On Inhabiting an Orange by Josephine Miles

First published: 1935; collected in Lines at Intersection, 1939

Type of poem: Meditation

The Poem

“On Inhabiting an Orange” is a short, low-key poem about the discrepancy between hopes and actuality. It briefly, dryly, and precisely notes that travelers never arrive anywhere near their exalted destinations but rather follow the route defined by the shape of the globe on which they walk. Like other poems in Josephine Miles’s first major collection, Lines at Intersection, “On Inhabiting an Orange” makes use of geometrical imagery. In this poem, Miles makes an extended metaphor of a geometrical puzzle. Miles’s early work is preoccupied with shapes and figures and sometimes plays with multiple meanings of geometrical terms. This approach led some of her early critics to criticize her work for lack of passion; because the emotion in a Miles poem is never on the surface, they claim that her poetry is more interesting than moving. However, this philosophical poem does have feeling that is not expressed directly but is carefully confined within the imagery.

“On Inhabiting an Orange” takes as its basis the paradox that one cannot walk straight (in a theoretical sense) upon a sphere. The curved surface of the earth disrupts the projected straight line, drawing the walker’s path toward its origin. Because the earth is a sphere, humans “inhabit an orange.” At first glance, the title might suggest living within a sphere, but this is not what is intended. The earth dwellers live on the surface of the orange, forced by its shape to travel paths unimagined by the walker. The poem speaks in the first person plural, using a casual editorial “we” that includes the whole human race: “All our roads go nowhere.” Because humans are on the surface of the sphere, their roads do not, in fact, go anywhere beyond that surface—maps are “curled” like a piece of paper around an orange to make the streets conform to the curved surface. The demands of this geography make all trips intended to go somewhere simply fall back against the roundness. Instead of the “metric advance” people intend and expect from forward motion, their footsteps “lapse into arcs.” The circumstances of gravity and geography prevent advance.
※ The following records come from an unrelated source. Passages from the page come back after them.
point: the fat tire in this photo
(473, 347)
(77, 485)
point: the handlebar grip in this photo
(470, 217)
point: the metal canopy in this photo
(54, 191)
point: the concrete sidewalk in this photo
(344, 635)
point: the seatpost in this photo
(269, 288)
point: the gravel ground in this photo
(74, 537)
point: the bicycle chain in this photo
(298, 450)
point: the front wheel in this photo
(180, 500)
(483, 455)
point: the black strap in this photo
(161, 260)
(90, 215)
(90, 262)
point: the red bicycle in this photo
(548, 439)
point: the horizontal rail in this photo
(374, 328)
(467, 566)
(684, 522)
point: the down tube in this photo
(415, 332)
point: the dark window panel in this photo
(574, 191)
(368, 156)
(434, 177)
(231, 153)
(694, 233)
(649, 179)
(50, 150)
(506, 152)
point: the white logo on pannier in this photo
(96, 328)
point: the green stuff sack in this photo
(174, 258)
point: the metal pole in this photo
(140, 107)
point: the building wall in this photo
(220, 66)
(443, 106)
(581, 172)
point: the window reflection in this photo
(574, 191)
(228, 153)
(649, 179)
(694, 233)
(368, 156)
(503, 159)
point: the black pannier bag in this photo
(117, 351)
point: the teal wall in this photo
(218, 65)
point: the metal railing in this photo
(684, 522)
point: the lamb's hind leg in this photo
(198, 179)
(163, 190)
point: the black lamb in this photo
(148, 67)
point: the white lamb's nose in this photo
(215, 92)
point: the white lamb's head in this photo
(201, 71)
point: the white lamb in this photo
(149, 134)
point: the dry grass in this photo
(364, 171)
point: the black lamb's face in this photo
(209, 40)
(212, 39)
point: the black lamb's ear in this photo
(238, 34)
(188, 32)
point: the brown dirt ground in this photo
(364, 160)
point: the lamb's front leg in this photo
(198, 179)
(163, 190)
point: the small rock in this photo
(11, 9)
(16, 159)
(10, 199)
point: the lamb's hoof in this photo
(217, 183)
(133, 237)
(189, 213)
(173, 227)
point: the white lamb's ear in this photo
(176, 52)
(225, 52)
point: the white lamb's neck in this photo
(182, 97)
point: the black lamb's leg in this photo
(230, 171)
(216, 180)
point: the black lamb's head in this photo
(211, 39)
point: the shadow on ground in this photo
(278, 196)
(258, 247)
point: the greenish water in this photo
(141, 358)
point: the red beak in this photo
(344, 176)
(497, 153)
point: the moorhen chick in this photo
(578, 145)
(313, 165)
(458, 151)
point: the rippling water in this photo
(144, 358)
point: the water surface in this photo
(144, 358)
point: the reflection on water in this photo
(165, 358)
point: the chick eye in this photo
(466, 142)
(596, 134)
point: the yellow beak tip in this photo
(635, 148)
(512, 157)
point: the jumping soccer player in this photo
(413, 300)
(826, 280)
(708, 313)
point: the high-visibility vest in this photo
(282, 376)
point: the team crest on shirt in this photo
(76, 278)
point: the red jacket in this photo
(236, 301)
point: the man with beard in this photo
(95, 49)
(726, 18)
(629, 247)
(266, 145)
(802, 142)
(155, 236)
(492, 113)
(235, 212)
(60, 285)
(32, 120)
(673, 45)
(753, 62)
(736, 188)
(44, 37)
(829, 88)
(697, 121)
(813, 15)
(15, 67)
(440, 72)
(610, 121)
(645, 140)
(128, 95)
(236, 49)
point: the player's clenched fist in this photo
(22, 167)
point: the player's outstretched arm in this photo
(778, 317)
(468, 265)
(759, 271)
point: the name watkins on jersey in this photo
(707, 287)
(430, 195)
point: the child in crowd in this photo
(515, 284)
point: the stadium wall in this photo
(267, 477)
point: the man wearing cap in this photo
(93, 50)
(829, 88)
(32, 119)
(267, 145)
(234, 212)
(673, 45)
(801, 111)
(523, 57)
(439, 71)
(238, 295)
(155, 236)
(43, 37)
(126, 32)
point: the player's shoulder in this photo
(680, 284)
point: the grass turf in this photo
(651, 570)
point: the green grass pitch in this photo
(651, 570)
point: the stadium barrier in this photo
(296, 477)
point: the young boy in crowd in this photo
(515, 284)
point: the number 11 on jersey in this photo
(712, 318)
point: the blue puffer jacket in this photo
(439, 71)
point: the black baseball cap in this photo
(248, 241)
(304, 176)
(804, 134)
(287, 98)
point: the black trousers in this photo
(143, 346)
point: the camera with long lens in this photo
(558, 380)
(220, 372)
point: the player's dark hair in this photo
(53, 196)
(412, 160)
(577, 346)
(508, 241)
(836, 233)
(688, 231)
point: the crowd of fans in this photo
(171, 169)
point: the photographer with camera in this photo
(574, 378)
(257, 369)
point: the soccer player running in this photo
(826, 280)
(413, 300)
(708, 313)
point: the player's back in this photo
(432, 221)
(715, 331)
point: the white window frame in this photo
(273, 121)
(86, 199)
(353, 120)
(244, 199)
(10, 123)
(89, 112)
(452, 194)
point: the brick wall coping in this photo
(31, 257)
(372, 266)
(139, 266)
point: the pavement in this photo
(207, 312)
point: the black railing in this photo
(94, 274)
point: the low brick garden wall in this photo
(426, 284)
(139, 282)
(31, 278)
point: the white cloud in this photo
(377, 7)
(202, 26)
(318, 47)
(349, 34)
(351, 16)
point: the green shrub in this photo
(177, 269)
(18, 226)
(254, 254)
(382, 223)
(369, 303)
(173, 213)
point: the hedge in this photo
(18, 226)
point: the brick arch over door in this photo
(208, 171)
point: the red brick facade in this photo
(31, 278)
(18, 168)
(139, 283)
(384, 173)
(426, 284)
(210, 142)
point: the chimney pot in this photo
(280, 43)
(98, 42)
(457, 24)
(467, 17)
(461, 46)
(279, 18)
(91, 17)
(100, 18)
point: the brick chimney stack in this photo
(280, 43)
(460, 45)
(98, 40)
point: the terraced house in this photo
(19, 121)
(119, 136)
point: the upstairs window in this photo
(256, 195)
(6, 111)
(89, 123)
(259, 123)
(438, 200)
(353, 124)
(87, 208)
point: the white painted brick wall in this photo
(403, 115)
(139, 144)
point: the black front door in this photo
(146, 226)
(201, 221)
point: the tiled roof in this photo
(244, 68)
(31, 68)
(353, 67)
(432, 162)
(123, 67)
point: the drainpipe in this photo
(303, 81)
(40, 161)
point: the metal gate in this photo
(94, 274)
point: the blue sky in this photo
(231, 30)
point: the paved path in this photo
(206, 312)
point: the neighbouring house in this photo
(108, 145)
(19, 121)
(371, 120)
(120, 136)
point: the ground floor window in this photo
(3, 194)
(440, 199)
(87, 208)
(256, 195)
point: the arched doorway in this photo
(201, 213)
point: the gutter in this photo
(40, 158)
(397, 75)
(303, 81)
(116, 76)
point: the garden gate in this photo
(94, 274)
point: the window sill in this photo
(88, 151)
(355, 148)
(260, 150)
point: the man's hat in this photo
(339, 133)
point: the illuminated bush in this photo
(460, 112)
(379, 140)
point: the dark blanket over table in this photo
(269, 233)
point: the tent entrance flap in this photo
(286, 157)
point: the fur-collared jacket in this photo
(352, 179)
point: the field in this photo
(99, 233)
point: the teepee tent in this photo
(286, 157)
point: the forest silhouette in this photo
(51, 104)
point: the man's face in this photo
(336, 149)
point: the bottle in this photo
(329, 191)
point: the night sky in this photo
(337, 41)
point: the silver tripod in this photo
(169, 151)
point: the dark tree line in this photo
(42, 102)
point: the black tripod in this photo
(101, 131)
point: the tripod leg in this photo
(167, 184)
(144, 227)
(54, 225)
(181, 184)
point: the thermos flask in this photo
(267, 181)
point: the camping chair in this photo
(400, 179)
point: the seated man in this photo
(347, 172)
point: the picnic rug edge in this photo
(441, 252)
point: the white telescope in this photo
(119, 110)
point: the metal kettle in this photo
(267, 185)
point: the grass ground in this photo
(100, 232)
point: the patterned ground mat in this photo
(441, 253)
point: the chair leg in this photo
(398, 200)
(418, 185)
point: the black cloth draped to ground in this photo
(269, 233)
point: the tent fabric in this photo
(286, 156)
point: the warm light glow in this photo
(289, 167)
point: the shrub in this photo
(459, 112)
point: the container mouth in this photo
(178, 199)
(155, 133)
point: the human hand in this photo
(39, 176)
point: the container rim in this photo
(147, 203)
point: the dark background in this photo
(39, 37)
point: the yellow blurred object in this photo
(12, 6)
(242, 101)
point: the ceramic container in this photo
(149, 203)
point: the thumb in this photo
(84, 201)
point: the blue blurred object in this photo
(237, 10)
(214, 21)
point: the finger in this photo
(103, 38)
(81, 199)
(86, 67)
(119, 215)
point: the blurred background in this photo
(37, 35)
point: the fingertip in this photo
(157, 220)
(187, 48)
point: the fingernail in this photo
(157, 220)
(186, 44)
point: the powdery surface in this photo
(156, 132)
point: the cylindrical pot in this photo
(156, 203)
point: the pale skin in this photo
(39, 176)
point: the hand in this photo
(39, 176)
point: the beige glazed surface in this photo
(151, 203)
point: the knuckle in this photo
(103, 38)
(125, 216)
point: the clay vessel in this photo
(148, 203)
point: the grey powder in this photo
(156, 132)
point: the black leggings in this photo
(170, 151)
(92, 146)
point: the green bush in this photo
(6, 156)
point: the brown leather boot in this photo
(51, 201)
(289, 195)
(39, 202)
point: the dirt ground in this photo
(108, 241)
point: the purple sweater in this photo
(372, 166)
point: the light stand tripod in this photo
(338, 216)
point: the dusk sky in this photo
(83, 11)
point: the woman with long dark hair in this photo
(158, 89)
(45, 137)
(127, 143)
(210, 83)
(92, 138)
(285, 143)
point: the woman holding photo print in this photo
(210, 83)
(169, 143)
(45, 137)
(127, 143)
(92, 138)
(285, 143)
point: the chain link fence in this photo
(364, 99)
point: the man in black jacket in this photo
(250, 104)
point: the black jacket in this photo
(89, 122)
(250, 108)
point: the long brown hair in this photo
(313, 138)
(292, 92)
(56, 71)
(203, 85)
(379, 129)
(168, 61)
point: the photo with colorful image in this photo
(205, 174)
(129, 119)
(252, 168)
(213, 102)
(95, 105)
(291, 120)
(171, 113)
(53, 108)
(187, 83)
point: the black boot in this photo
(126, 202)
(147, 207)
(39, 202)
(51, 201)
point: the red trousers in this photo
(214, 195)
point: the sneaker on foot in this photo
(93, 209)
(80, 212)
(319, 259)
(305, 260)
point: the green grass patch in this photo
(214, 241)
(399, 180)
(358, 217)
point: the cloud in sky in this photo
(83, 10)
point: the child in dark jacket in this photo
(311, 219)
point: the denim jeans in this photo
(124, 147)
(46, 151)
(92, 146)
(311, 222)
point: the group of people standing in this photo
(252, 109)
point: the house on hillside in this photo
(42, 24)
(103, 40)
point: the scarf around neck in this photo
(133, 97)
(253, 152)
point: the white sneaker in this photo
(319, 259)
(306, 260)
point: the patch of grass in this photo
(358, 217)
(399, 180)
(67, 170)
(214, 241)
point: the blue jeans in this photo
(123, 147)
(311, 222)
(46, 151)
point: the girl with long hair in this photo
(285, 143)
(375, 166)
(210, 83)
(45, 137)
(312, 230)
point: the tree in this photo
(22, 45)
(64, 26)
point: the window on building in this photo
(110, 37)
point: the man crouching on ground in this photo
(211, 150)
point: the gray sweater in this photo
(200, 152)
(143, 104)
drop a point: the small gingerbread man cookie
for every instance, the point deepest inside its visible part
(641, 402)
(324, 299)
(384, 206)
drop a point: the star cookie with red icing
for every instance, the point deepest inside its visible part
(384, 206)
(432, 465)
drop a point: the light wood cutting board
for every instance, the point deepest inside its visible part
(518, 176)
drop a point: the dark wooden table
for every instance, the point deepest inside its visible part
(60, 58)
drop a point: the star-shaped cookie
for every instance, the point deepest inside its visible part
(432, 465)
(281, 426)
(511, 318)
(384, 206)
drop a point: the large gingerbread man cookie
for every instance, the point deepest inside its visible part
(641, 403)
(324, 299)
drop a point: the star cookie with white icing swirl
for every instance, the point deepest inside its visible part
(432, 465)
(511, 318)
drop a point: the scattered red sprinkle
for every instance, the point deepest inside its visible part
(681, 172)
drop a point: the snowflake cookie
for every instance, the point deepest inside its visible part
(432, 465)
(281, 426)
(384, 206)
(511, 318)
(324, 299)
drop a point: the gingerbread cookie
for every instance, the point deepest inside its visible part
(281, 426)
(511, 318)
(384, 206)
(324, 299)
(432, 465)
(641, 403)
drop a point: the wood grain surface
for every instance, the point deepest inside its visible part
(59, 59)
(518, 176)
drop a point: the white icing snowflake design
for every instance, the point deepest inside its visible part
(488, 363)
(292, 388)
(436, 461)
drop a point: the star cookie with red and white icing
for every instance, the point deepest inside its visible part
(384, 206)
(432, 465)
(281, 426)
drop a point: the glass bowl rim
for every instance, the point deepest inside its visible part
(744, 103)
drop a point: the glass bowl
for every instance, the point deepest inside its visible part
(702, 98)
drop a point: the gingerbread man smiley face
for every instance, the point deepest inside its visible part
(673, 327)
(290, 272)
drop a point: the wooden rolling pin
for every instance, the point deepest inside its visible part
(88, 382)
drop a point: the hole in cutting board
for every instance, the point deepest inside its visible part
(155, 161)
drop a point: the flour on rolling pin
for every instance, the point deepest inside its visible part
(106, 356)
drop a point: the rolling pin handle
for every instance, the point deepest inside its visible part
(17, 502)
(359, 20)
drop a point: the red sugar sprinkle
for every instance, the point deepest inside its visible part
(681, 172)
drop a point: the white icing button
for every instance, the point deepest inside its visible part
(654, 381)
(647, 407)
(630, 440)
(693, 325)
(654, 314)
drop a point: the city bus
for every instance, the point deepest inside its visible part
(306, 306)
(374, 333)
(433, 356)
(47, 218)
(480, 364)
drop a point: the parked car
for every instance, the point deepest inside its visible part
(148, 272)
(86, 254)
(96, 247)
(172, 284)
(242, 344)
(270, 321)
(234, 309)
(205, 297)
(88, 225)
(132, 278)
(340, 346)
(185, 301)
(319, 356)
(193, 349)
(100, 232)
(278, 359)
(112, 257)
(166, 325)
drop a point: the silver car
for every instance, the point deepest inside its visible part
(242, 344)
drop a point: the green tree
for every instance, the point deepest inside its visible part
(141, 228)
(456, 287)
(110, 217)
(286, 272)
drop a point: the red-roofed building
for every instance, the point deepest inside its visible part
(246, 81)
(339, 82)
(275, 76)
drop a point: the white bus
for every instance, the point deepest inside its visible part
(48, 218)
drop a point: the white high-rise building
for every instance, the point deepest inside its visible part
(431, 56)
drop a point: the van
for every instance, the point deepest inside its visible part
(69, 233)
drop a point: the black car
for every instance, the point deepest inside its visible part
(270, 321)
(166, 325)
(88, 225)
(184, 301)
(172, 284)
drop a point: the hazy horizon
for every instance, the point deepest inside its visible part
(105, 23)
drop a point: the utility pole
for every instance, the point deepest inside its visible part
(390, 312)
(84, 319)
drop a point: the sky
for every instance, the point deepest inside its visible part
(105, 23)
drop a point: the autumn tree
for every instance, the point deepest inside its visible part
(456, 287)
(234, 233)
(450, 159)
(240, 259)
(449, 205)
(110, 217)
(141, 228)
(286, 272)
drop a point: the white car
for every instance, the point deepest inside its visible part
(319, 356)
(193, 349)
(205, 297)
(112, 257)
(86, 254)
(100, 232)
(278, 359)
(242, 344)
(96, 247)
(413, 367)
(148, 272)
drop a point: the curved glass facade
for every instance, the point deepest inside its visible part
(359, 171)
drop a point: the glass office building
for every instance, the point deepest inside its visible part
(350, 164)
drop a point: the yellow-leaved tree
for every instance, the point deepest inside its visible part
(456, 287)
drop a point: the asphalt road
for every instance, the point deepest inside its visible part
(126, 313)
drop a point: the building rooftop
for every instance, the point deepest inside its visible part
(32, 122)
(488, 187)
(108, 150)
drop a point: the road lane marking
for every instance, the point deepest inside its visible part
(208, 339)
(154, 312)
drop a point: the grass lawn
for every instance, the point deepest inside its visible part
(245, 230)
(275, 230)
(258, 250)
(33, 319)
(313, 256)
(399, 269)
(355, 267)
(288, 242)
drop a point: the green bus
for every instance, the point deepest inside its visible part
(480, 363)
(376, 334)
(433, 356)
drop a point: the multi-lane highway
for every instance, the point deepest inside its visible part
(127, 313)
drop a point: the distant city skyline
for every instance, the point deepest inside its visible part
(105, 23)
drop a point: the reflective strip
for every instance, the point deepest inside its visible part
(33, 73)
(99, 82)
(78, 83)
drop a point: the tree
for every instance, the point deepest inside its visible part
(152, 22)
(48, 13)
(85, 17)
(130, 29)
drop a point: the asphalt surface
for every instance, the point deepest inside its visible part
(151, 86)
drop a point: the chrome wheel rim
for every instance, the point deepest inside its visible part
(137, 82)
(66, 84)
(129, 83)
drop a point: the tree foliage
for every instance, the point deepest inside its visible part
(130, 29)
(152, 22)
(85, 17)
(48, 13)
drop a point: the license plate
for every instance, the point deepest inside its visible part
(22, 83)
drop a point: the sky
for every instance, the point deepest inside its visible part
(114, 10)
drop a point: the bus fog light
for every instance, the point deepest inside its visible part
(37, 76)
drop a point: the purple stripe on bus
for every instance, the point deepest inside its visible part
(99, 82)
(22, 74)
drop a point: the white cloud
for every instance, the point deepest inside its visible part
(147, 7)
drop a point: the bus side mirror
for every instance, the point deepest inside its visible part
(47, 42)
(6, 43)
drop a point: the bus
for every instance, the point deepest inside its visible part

Journeys forward toward space cannot be undertaken—the physical conditions simply prohibit their progress: “All our journeys nearing Space/ Skirt it with care,/ Shying at the distances/ Present in air.”

Travelers intend to follow the imaginary lines their minds envision, and they thus set forth “blithely” with the goal of some kind of exalted arrival; they do not learn from their experiences. Although they are “travel-stained and worn,” they remain “Erect and sure,” their attitudes untouched by the reality they experience. They do not ever realize that they cannot follow their hearts out into the distances and that they are constantly forced to make “down the roads of Earth/ Endless detour.” That the lines in their heads do not correspond with their footpaths does not faze or discourage them. The contrast between ideal and real, straight and curved, what is expected and what happens, creates the central irony of the poem.

Forms and Devices

“On Inhabiting an Orange” is a seventeen-line poem with an idiosyncratic form: The second and fourth lines of the first three four-line stanzas are rhymed, while the last stanza has five lines and rhymes abccb. The first and third lines of each stanza are longer, while the second and last lines of each, the rhyming lines, contain only two stressed syllables. There are many trochaic feet (single syllables followed by unstressed syllables); this falling rhythm seems particularly appropriate to the content. The last stanza contains the extra longer line but otherwise follows the pattern.

This is a straightforward poem consisting of an extended metaphor announced in the title and developed throughout the poem. It is similar to the Metaphysical poetry of John Donne, George Herbert, and others in the use of the extended metaphor or conceit, although Miles’s conceits are much simpler. Miles, who was greatly influenced by the poetry of Donne, liked her poetry to have the fine-tuned precision that the Metaphysical poets found in the detailed comparison of apparently dissimilar objects and thoughts. Indeed, the comparison in “On Inhabiting an Orange” recalls the drawing compass image that concludes Donne’s “A Valediction Forbidding Mourning,” in which the central pole of the woman’s love perfects the path of the speaker, who is joined to her as the two halves of the compass are joined. However, the circle of the inhabitants of the orange is not a happy circle; their deflection from their hoped path is made by circumstance, not love. Even the bumpy figure of the orange contrasts with Donne’s perfect circle.

The rhythms tend to suggest falling short of high hopes or noble goals. The lines tend to curve back like the footsteps of the frustrated travelers who really wish to leave where they are and arrive somewhere else but cannot because their roads go “nowhere.” The short lines seem to fall short, to be pulled back from a high enterprise. The additional line in the last stanza adds a meditative tone and adds to the sense of closure ironically provided by the final deliberately inconclusive image of “endless detour.” Though some critics scoff at the notion of imitative form, the poem may be seen to reflect the progress of someone attempting to travel in a straight line, constantly pulled by gravity away from this goal.